香港東区西湾河で11日午前7時15分頃、警察が黒服でマスク姿の青年を銃撃した。青年2人は、警官に拘束されている別の青年を助けるため警官に接近していた。

香港科技大学の学生が駐車場で転落して不審死を遂げたことに抗議するため、香港でゼネストが呼びかけられている。11月11日の朝、一部の抗議者は西湾河の道路で障害物を設置した。道路を横断中の男性警官が突如、後方を歩行中の白服の男性に拳銃を向け、拘束した。2人の青年が男性を助けようと近寄ったところ、警官は約1メートルの至近距離から1人の青年の腹部に1発銃撃した。さらに、別の青年に向かって2発実弾を発射した。
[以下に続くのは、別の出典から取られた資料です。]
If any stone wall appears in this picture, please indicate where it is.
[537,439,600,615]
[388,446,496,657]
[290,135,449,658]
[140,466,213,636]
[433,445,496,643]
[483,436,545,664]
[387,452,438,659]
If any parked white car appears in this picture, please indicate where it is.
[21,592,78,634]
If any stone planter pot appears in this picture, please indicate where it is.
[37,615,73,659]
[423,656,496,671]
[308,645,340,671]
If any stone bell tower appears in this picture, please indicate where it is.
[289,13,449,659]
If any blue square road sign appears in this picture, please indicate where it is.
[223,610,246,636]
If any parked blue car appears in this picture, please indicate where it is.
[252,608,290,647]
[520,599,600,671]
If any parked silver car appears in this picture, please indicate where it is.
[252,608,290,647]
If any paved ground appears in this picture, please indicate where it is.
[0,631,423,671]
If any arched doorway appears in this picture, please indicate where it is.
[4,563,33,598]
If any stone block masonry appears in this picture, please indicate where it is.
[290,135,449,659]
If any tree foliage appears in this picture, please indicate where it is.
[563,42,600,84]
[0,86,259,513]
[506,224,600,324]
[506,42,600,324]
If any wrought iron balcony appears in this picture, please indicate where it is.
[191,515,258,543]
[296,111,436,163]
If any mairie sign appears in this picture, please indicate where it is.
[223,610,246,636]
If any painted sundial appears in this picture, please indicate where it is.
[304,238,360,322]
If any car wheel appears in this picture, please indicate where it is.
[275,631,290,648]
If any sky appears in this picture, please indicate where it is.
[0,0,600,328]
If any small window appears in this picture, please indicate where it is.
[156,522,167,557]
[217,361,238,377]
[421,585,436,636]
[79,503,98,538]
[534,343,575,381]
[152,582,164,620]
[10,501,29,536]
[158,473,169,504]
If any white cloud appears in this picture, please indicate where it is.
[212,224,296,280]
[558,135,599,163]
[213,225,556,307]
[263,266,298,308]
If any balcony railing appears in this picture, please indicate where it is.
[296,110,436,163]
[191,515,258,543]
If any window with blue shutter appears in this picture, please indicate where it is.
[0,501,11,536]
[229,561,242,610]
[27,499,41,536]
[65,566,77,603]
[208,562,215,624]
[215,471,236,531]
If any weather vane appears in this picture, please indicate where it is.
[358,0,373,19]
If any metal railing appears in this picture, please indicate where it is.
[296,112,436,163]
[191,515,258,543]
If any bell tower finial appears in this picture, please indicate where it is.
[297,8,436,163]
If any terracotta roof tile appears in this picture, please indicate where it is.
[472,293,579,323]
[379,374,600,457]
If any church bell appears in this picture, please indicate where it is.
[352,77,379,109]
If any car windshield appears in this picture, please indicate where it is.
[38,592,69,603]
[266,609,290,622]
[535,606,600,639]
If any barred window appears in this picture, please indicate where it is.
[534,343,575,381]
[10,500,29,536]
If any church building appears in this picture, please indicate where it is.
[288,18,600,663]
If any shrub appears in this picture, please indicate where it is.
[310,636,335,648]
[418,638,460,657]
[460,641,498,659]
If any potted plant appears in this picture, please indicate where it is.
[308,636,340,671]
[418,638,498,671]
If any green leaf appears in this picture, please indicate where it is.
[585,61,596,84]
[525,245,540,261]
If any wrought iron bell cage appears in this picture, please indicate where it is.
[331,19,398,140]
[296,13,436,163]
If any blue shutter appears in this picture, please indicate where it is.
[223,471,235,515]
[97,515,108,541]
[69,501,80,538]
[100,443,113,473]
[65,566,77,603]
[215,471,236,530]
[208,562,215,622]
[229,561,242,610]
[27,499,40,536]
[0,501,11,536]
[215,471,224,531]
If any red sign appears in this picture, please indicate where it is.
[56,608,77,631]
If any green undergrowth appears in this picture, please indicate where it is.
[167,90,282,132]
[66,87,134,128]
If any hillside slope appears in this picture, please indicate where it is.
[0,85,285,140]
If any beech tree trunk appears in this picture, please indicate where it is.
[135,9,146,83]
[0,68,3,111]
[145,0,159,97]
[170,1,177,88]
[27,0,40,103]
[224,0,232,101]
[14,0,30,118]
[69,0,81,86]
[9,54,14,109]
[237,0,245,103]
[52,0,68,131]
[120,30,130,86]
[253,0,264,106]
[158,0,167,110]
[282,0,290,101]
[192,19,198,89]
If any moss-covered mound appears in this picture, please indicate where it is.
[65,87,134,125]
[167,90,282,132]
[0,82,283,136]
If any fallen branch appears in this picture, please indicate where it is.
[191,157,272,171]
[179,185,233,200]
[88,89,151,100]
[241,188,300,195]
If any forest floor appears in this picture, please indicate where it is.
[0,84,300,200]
発砲の様子を、現地メディア・丘品創作が撮影していた。銃撃を受けて路上に倒れた青年は、目を開けたが腹部から血が流れ出ており、意識はもうろうとしている様子。警官が無理やり青年を起こすなど、粗暴に扱っている様子が映っている。

救急車を呼んでと懇願する市民に対し、警官は暴力を振るい、さらに催涙スプレーを拭きかけ、女性は最終的に警察に拘束された。撃たれた青年が救急車に乗せされるまで実に15分近くかかっている。

病院に運ばれた青年は21歳。肝臓の右側と右の腎臓を破裂し、手術中に一度心拍が止まったが、なんとか一命を取り留めた模様。